Poco dopo la condanna di sua moglie, lei mi disse che «Nasrin non conosce il significato della parola "paura"». Dopo due anni e due mesi in carcere, è ancora così?
«Nei momenti difficili e rischiosi, quel che succede è che più passa il tempo, più si perde la paura».
Nasrin Sotoudeh ha annunciato uno sciopero della fame il 17 ottobre. Non è la prima volta negli ultimi due anni. Quali sono le sue condizioni fisiche? «Questa è la quinta volta che Nasrin fa lo sciopero della fame. Nei primi giorni, subito dopo l'arresto, l'ha fatto perché avevano confiscato oggetti del mio studio — io di mestiere faccio il grafico. La seconda volta perché voleva vedere regolarmente i suoi figli e poter chiamare la famiglia minimo ogni 4 giorni. La terza volta perché l'esame del suo caso non procedeva in modo legale. La quarta per la cancellazione di tutte le condanne ingiuste dopo le elezioni del 2009. E stavolta per opporsi alle pressioni sulla nostra famiglia, in particolare su di me e su nostra figlia Mehrave, che ha 12 anni e le hanno vietato l'espatrio, e perché le permettessero di ricevere visite faccia a faccia. Le avevano permesso di vederci solo attraverso una parete di vetro e impedito anche di fare telefonate, per esercitare su di lei una pressione psicologica. Purtroppo, in Iran i diritti dei prigionieri vengono usati per far pressione su di loro e sulle famiglie. Già prima di quest'ultimo sciopero della fame, Nasrin era molto debole e magra, perché le manca il contatto con i figli, le manca la loro voce. Ora la sua situazione è peggiorata: abbiamo saputo che hanno dovuto portarla nell'infermeria della prigione».

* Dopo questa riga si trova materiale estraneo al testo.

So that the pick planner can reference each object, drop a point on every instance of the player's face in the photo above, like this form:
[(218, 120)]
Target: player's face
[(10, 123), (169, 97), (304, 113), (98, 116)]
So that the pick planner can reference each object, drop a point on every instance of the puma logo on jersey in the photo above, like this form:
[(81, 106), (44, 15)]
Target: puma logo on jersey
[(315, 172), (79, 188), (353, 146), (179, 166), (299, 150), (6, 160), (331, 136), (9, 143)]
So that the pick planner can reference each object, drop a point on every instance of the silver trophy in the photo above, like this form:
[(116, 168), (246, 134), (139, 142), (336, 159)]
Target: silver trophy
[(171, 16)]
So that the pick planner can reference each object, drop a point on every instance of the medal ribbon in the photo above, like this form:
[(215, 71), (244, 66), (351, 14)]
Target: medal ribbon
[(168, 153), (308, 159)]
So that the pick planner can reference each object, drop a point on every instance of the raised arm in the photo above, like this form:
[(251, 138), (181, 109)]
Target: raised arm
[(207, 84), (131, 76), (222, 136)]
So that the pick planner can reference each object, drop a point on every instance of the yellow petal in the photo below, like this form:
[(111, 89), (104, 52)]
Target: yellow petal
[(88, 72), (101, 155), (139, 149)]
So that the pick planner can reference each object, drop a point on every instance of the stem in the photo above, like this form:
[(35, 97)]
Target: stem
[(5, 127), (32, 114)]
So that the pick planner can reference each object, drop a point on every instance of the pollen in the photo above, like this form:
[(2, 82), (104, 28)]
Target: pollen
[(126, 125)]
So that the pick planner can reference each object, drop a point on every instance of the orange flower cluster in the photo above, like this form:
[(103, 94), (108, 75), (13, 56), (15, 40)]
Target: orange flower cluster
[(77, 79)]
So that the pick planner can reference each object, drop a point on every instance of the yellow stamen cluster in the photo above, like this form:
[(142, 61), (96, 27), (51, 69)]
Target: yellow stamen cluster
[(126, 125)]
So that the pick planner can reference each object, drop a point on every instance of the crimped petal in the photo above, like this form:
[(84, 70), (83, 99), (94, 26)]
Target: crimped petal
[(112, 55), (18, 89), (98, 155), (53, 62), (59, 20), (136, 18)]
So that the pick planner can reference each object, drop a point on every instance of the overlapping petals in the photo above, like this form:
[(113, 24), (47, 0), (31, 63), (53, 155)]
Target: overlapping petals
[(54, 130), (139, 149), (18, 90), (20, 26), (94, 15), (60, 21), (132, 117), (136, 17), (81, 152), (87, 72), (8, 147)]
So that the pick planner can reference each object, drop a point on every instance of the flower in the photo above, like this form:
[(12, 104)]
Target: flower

A vostra figlia è stato vietato l'espatrio: perché?
«Non l'hanno detto. Forse perché, se lascia l'Iran, potrebbe andare a prendere il premio destinato a sua madre».
Come stanno reagendo i bambini all'incarcerazione della madre?
«Con due figli di quell'età lontani dalla madre per due anni, normalmente tutto andrebbe a rotoli. Ma mia figlia è cosi forte che io e sua madre riceviamo energia da lei. Siamo tranquilli per Mehrave, ma nostro figlio Nima ha avuto problemi. Abbiamo fatto di tutto, ora non è più sotto l'osservazione dello psicologo, ma cerchiamo di mantenere una buona atmosfera in casa, di non lasciare soli i bambini, di farli giocare. Penso che, per quanto possibile, ci siamo riusciti».
Sua moglie è stata condannata per «propaganda contro lo Stato e minaccia alla sicurezza nazionale». È successo perché ha concesso interviste ai media stranieri, difeso detenuti politici e lavorato per il premio Nobel Shirin Ebadi?
«Tutti questi motivi erano indicati nel file relativo al suo caso. E le autorità avevano incluso anche un messaggio di Nasrin diretto all'Organizzazione "Human Rights International" in Italia (che le aveva conferito un premio) in cui mia moglie diceva: "Vorrei che la società civile italiana fosse per l'Iran un modello per i diritti umani"».